Fairy Tale Ending?

This stylistic coincidence of performance and replay refocuses the listener’s attention, away from the (arguably) cosmetic and individual, towards the shape and form of the whole. What the MU2 gives up in terms of spatial coherence and focus, it regains when it comes to pace, musical momentum and purpose. Lovers of focus and transparency will doubtless find the Grimm soft and lacking in both, but that’s to miss the significance of its temporal coherence and grasp of overall pattern. The first and second movements might lack the poised, hanging, fragility of Ida Haendel or Camilla Wicks, but the sheer va-va-voom of the third movement offers impressive energy, density, towering dynamics and power – all very Mäkelä, all very JJ.

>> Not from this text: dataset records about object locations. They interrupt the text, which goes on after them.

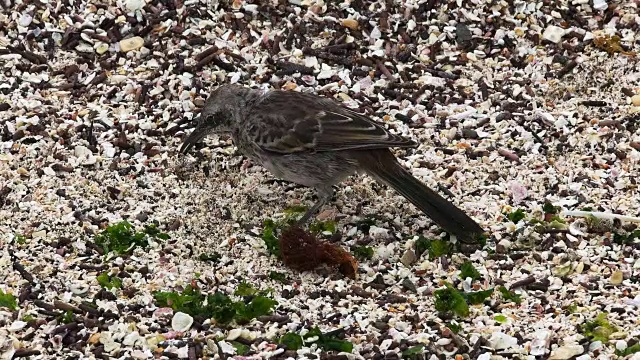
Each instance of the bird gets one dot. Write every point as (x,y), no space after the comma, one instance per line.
(317,142)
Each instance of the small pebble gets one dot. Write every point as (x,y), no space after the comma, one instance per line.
(133,43)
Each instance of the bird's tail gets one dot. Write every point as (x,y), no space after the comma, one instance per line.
(383,166)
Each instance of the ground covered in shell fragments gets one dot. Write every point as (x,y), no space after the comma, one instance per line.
(113,246)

Any performance envelope that leans one way as opposed to another will always work better on some tracks than others. Play Steve Dawson’s Sweet Is The Anchor (Undertow CD-UMC-028) and the fluid, dirty groove of ‘Love Is A Blessing’ draws you in, while the subtle layers and the space engineered into the title track leave the MU2 exposed. It’s not that the track falls apart: the digital Grimm is NEVER less than musical. If just that if you know what’s there, it’s absence will be obvious. The close harmonies tend to meld rather than layer, the flanged re-verb in the opening is a bit disjointed and clumsy. But – and it’s a “but” that’s crucial – what you don’t know you can’t miss. Working up to the MU2’s delivery (rather than down to it from on high) I suspect that the easy sense of flow and seductive warmth and purpose will suck you in, high-lighting instead just what’s absent from lesser systems. That Jansen Sibelius will be sweeping and affective, with plenty of purpose and momentum. Steve Dawson’s vocals will simply be all the sweeter for those preternaturally close harmonies.

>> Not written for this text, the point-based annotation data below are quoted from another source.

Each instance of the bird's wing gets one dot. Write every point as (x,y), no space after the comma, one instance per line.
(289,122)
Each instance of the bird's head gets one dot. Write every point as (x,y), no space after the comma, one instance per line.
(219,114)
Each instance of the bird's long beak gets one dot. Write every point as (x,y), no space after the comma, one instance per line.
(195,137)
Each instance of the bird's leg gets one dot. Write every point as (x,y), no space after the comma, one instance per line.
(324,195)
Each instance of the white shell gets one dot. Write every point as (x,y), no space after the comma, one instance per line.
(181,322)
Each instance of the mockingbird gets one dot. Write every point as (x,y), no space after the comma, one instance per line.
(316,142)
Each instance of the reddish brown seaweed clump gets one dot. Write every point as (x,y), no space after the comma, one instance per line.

When it comes to digital replay, I suspect that for most MU2 users, it’s the performance when replaying streaming sources that’s going to be the critical consideration. As well as my own external hard-drive, the MU2 came with an internal SSD with files loaded, many of which proved familiar. What also proved familiar was the overall musical presentation, whether from locally stored files or via streaming. Yes, the locally stored files delivered both greater consistency and consistently superior results, but the character of the sound remained warm and inviting, irrespective of source. It’s a tonal and musical balance that does tend to collapse qualitative differences between recordings – or, at least, doesn’t highlight them. Even so, the differences between Qobuz and Tidal were clear, the latter’s leaner, balance and lack of presence a consistent factor when compared to the fuller, warmer and arguably more natural balance of Qobuz. You might expect the Tidal sound to suit the MU2’s character, but the presence and added temporal fluidity of Qobuz was actually exactly what the system wanted – and thrived on. More of the same and all the better for it!

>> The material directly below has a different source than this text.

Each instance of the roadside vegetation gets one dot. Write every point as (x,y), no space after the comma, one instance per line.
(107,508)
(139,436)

Shifting to locally stored file replay, whether from the internal SSD or the external Roon Nucleus, raised the MU2’s game significantly, capable of generating a greater sense of spatial coherence and far more musical tension. Music, irrespective of genre, had a more engaging sense of life and performance, suggestive of greater dynamic and temporal integrity. The Roon Nucleus turns in a surprising performance, thanks to the addition of the Sean Jacobs PSU, but even so, the internal SSD matched or even shaded it, shorn of the need to rely on the network to transfer data.